Posters were the other weapon used in the propaganda war. They were anti-revolutionary and anti-republican, and the new god was Pétain, who figures on many of them. In the slogan Travai1, Famille, Patrie, the structure of the family is very important: motherhood and childbearing are glorified, and the father is the overarching authoritarian figure - personified by Pétain. A wonderful woodcut poster with Pétain as the central figure is full of imagery of home, family and work. Later there was a change of emphasis. Two events swelled the numbers joining the Resistance: the introduction of the S.T.O. forcing men to work in Germany, and the occupation of the southern zone. After this the posters began to focus on order and stability being undermined by the Resistance.

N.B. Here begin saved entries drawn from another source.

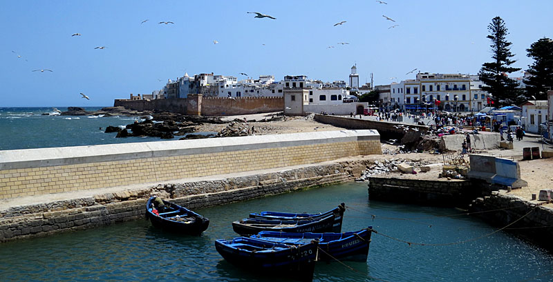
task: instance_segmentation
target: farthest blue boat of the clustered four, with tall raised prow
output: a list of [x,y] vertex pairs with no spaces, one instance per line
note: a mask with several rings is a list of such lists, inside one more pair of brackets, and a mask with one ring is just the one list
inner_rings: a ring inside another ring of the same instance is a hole
[[340,232],[342,219],[344,219],[344,212],[346,211],[346,204],[340,203],[336,208],[329,210],[328,212],[319,212],[318,214],[307,213],[291,213],[291,212],[259,212],[251,213],[250,219],[270,219],[280,221],[315,221],[318,219],[324,219],[327,216],[334,216],[333,228],[330,232]]

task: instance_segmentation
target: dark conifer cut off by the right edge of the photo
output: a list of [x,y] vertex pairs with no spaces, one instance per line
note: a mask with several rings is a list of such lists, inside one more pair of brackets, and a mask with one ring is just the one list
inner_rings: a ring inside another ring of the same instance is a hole
[[526,51],[527,56],[534,59],[534,63],[527,70],[530,77],[524,80],[527,97],[534,96],[537,100],[547,100],[547,89],[553,87],[553,40],[539,39]]

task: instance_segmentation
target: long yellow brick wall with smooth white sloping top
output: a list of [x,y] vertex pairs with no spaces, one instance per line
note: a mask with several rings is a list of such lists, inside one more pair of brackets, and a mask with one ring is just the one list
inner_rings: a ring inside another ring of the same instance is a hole
[[0,151],[0,199],[382,154],[375,130]]

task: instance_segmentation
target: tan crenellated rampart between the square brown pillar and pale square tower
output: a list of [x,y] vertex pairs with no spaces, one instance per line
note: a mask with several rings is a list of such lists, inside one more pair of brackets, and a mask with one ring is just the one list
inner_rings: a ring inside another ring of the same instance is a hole
[[281,112],[283,97],[203,97],[203,116],[234,116],[238,114],[259,114],[260,112]]

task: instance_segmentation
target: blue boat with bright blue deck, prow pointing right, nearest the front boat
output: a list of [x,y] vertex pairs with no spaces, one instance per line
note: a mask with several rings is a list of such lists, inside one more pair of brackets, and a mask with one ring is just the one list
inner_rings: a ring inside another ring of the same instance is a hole
[[319,241],[319,256],[317,260],[335,261],[366,261],[368,245],[371,243],[373,228],[345,233],[288,233],[263,231],[252,235],[252,238],[283,243],[289,245],[303,245],[313,240]]

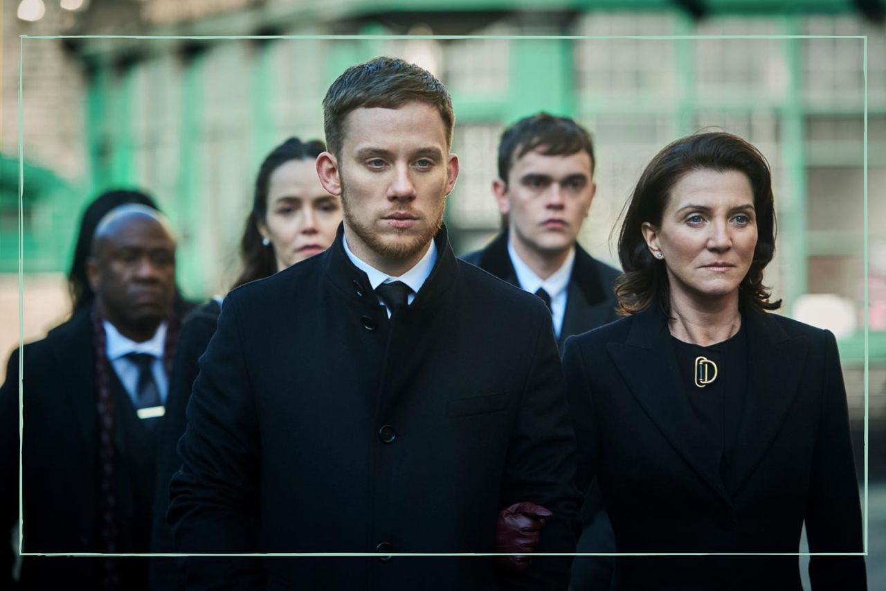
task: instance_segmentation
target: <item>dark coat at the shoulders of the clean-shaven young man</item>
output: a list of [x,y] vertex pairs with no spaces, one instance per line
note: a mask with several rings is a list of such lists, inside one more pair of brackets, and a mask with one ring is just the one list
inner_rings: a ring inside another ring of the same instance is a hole
[[[517,272],[514,271],[508,254],[508,232],[501,232],[486,248],[462,256],[462,260],[520,287]],[[588,255],[584,248],[575,245],[575,263],[566,296],[566,313],[557,340],[561,350],[563,343],[571,335],[579,335],[618,319],[615,313],[617,300],[613,292],[618,275],[618,269],[602,264]]]

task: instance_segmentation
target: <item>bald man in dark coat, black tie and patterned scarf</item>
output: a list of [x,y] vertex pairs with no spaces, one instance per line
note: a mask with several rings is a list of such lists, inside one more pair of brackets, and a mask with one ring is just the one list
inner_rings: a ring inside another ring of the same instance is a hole
[[[22,352],[24,552],[149,551],[154,448],[177,318],[175,239],[156,210],[113,209],[87,261],[94,303]],[[19,516],[19,351],[0,387],[0,532]],[[5,557],[5,553],[3,555]],[[0,586],[10,572],[0,564]],[[25,556],[21,588],[143,589],[142,558]]]

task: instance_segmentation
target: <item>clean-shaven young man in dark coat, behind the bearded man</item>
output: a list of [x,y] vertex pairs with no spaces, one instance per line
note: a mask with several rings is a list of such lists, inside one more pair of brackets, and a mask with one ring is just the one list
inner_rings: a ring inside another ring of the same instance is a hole
[[[464,260],[539,296],[551,313],[557,344],[617,319],[613,283],[618,270],[595,260],[577,241],[594,201],[594,144],[579,123],[547,113],[525,117],[501,134],[493,193],[505,228]],[[527,508],[525,517],[534,514]],[[614,552],[599,489],[582,509],[579,552]],[[576,591],[608,588],[612,560],[576,558]]]

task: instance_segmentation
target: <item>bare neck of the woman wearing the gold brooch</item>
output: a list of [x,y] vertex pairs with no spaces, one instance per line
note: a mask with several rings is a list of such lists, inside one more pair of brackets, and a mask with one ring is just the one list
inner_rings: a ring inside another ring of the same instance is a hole
[[696,302],[671,293],[671,335],[684,343],[708,345],[727,341],[742,327],[738,292],[716,300]]

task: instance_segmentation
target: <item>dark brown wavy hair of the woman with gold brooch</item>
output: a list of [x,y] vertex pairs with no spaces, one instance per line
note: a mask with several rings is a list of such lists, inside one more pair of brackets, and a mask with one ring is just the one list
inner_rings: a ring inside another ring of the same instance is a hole
[[671,189],[693,170],[741,172],[750,181],[757,217],[757,247],[747,275],[739,286],[739,309],[777,310],[781,300],[770,302],[763,285],[763,270],[775,253],[775,209],[772,173],[766,157],[738,136],[716,131],[680,138],[649,162],[622,210],[618,232],[618,260],[624,272],[615,283],[618,313],[623,316],[646,310],[658,302],[671,314],[671,298],[664,261],[649,252],[641,231],[644,222],[658,226]]

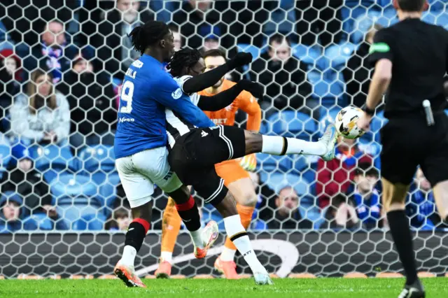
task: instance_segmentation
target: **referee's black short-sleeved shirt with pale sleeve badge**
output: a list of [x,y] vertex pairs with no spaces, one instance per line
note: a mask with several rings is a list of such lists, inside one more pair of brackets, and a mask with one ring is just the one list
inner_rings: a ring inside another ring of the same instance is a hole
[[392,79],[386,94],[384,116],[409,115],[423,111],[428,99],[433,111],[447,107],[444,75],[448,69],[448,31],[408,18],[377,31],[370,47],[370,62],[392,62]]

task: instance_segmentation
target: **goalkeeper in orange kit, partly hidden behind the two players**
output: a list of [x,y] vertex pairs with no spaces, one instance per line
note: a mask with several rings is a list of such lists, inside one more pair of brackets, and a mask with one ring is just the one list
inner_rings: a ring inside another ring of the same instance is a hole
[[[225,64],[225,54],[221,50],[209,50],[204,54],[205,71],[214,69]],[[213,87],[200,92],[200,95],[212,96],[224,90],[228,90],[235,83],[222,78]],[[235,114],[241,109],[248,114],[246,129],[254,132],[260,130],[261,109],[257,100],[248,92],[243,91],[230,106],[220,111],[208,112],[204,111],[209,118],[217,125],[234,125]],[[225,186],[237,200],[237,210],[241,217],[241,224],[245,229],[251,223],[253,209],[257,202],[257,195],[253,190],[251,178],[246,171],[255,170],[257,164],[255,154],[242,157],[240,160],[233,159],[221,164],[216,164],[216,173],[224,179]],[[163,213],[162,220],[162,251],[160,255],[159,268],[155,271],[157,278],[168,278],[172,269],[172,253],[176,243],[177,235],[181,229],[181,218],[176,211],[174,200],[169,198],[167,208]],[[216,259],[215,269],[224,274],[225,278],[239,278],[234,262],[237,248],[230,241],[225,240],[225,248],[223,253]]]

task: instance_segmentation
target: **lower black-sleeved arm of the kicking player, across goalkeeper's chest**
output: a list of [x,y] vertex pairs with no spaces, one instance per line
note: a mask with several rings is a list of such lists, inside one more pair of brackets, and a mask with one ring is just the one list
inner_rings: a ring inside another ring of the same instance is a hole
[[[183,83],[184,86],[185,84],[186,83]],[[237,84],[233,85],[228,90],[219,92],[212,97],[202,95],[199,102],[197,103],[197,106],[201,108],[202,111],[219,111],[221,110],[221,108],[225,108],[226,106],[232,104],[232,102],[239,96],[239,94],[243,90],[262,95],[261,85],[259,85],[258,83],[253,83],[250,80],[240,80]]]

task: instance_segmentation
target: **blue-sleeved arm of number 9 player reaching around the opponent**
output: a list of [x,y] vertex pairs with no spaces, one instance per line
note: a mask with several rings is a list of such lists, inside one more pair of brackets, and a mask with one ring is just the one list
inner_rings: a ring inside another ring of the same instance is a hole
[[171,108],[182,118],[196,127],[212,127],[214,122],[190,101],[190,97],[182,92],[181,87],[169,76],[164,76],[155,83],[155,100]]

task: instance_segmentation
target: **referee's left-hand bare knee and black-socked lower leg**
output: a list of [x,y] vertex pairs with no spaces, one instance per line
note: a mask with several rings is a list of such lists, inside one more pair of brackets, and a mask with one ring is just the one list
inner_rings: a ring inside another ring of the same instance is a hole
[[409,185],[393,184],[385,178],[382,178],[382,183],[384,209],[387,213],[393,243],[406,274],[405,288],[398,298],[424,298],[425,290],[417,276],[412,234],[409,229],[409,219],[405,213],[405,199]]

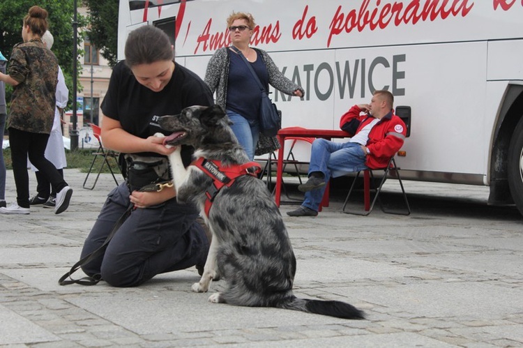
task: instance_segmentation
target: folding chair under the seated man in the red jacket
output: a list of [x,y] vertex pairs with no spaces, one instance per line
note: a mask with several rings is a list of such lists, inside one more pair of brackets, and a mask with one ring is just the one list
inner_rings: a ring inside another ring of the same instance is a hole
[[[374,174],[372,173],[374,170],[383,170],[384,175],[381,178],[381,181],[379,183],[378,188],[371,188],[370,186],[374,184]],[[347,198],[345,198],[345,202],[343,204],[342,211],[344,213],[348,214],[356,214],[356,215],[369,215],[372,209],[374,208],[374,204],[377,200],[379,200],[379,193],[381,192],[381,188],[383,187],[383,184],[385,183],[387,176],[389,173],[394,172],[396,179],[400,182],[400,186],[402,188],[402,194],[403,194],[403,200],[406,206],[405,211],[395,211],[395,210],[388,210],[385,209],[383,204],[381,204],[381,200],[379,201],[379,205],[381,206],[381,210],[384,213],[391,213],[391,214],[397,214],[397,215],[409,215],[411,213],[411,208],[409,206],[409,201],[407,200],[407,194],[405,193],[405,190],[403,188],[402,179],[400,177],[400,168],[396,166],[396,161],[394,159],[394,156],[391,157],[390,160],[388,160],[388,165],[384,168],[376,168],[376,169],[364,169],[363,171],[359,171],[356,174],[356,177],[354,178],[354,181],[352,182],[351,188],[349,190],[349,193],[347,194]],[[364,172],[363,175],[363,197],[364,197],[364,209],[361,210],[351,210],[346,209],[347,202],[349,202],[349,197],[351,196],[352,191],[354,190],[354,186],[356,186],[356,181],[358,177],[360,176],[361,172]],[[374,192],[374,199],[372,199],[372,204],[370,204],[370,192]]]

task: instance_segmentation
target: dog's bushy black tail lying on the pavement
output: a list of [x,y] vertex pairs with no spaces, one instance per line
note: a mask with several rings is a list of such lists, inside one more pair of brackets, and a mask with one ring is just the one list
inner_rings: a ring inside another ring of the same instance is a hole
[[354,305],[349,305],[349,303],[342,301],[310,300],[293,296],[287,298],[286,301],[282,301],[277,307],[342,319],[365,319],[363,311],[358,310]]

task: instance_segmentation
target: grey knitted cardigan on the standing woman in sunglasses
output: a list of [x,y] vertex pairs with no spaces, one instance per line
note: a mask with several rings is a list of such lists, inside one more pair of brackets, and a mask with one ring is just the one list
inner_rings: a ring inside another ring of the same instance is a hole
[[[265,63],[268,83],[271,86],[289,96],[294,96],[294,91],[299,89],[305,96],[305,90],[280,73],[280,70],[278,70],[278,67],[271,57],[268,56],[267,52],[258,48],[255,48],[255,50]],[[223,109],[225,109],[225,103],[227,103],[227,80],[229,77],[230,52],[227,51],[230,51],[229,47],[222,47],[217,50],[211,57],[205,73],[205,83],[209,86],[212,93],[216,92],[216,104],[223,107]]]

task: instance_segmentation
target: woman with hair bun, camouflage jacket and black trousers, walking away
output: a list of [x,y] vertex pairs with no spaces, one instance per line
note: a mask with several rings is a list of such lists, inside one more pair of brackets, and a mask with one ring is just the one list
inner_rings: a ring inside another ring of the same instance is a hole
[[68,208],[73,195],[73,189],[44,156],[53,126],[58,81],[58,60],[42,42],[45,31],[47,11],[39,6],[32,6],[24,17],[24,42],[13,47],[8,75],[0,73],[0,81],[13,86],[7,128],[17,193],[16,203],[0,208],[0,213],[3,214],[30,213],[28,156],[56,190],[55,214]]

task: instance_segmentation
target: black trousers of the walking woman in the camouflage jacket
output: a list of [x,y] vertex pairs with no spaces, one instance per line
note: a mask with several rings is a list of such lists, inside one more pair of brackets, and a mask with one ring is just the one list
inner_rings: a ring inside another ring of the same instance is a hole
[[27,156],[31,163],[47,177],[56,192],[67,186],[66,181],[56,167],[45,158],[48,134],[30,133],[24,130],[9,128],[9,146],[13,160],[16,200],[19,206],[29,208],[29,174],[27,173]]

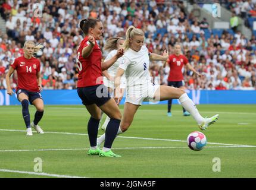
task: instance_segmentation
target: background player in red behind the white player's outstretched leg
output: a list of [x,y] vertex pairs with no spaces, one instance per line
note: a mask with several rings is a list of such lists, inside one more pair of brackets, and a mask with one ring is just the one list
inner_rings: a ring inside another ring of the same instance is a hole
[[[181,46],[179,43],[176,43],[174,45],[174,54],[170,55],[167,59],[167,62],[165,62],[164,67],[166,66],[166,63],[170,66],[170,73],[168,77],[168,85],[171,87],[176,88],[183,88],[186,90],[185,82],[182,74],[182,68],[183,65],[187,66],[191,71],[195,72],[196,75],[201,76],[191,64],[189,64],[188,59],[182,55]],[[168,100],[168,112],[167,116],[171,116],[171,103],[172,99]],[[190,113],[186,111],[183,107],[183,115],[189,116]]]

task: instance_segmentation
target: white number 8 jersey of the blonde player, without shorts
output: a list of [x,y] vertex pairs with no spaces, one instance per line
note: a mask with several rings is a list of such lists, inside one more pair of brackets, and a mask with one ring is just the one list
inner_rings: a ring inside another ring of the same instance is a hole
[[119,68],[125,71],[127,88],[151,83],[149,74],[148,48],[142,46],[139,52],[128,49],[121,57]]

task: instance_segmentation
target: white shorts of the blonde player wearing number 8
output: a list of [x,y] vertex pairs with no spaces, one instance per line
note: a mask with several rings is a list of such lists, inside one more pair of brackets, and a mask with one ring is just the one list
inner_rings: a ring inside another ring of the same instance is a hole
[[146,84],[129,87],[126,90],[126,101],[133,105],[142,105],[142,102],[154,102],[155,92],[160,85]]

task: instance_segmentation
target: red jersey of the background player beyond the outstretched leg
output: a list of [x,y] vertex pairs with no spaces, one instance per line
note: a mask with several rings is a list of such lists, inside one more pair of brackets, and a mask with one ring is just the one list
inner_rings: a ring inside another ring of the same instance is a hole
[[168,64],[170,66],[168,81],[182,81],[182,68],[183,65],[188,64],[188,59],[184,55],[176,56],[173,54],[169,56]]

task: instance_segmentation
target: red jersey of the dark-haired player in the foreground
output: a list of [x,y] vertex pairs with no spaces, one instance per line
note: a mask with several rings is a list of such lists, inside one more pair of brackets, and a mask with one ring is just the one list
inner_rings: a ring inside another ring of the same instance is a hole
[[88,37],[86,36],[77,49],[77,68],[79,69],[77,87],[103,84],[101,71],[102,54],[96,40],[90,55],[87,58],[82,56],[83,47],[89,44]]

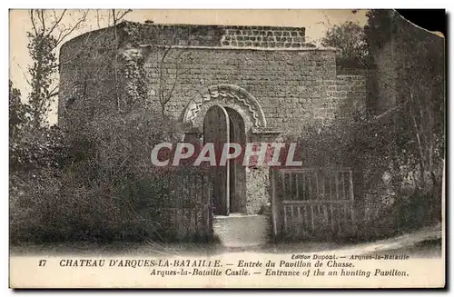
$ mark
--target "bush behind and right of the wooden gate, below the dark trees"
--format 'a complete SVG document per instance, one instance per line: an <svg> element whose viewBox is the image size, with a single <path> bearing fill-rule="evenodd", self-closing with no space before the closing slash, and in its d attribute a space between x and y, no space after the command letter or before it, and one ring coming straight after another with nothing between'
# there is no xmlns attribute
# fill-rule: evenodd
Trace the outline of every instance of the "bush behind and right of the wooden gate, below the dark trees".
<svg viewBox="0 0 454 297"><path fill-rule="evenodd" d="M389 237L441 220L441 179L434 173L431 179L420 178L417 157L402 149L393 124L357 116L309 126L298 139L304 167L352 170L359 214L355 240ZM411 186L409 176L415 176Z"/></svg>

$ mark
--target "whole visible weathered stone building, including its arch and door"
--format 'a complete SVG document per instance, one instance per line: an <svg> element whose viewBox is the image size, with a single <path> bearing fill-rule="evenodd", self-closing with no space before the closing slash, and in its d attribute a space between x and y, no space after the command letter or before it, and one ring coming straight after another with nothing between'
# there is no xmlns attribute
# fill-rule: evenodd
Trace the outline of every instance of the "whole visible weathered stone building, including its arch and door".
<svg viewBox="0 0 454 297"><path fill-rule="evenodd" d="M63 126L146 104L178 119L186 140L273 142L365 103L365 79L337 75L335 49L306 44L300 27L125 22L69 41L60 62ZM218 214L271 201L266 168L232 163L217 176Z"/></svg>

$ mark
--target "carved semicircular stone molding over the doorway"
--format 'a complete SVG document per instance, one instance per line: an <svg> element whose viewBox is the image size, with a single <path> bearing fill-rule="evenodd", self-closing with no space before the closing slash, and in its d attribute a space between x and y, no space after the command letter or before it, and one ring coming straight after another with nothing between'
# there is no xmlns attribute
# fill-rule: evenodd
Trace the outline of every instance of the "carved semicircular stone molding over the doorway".
<svg viewBox="0 0 454 297"><path fill-rule="evenodd" d="M183 111L183 124L202 128L208 109L214 105L231 107L242 115L247 129L266 128L262 107L252 94L234 84L217 84L198 92Z"/></svg>

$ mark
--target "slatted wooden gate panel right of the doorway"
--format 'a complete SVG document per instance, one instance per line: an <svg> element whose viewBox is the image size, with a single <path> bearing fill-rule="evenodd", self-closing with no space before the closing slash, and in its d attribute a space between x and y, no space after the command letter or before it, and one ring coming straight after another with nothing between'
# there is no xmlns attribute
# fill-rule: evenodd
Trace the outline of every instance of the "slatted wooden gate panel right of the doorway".
<svg viewBox="0 0 454 297"><path fill-rule="evenodd" d="M273 233L285 238L337 238L354 232L349 168L271 171Z"/></svg>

The Vichy episode must be seen as the culmination of the attempts of the Far Right to destabilise the Third Republic from its inception. The Dreyfus Affair was its first great battle: the anti-Dreyfusards were mostly anti-republican or even royalist, Catholic, anti-Semitic, and included the military, of course, as well as many right-wing intellectuals. It never gave up after the rehabilitation of Dreyfus and resurfaced in the form of the fascist leagues of the 1930s (often led by the same people) which were responsible for the anti-government riots of 1934. Later, under Vichy, members of the Catholic hierarchy, the officer ranks of the army, and again the same intellectuals, were notable among the collaborators.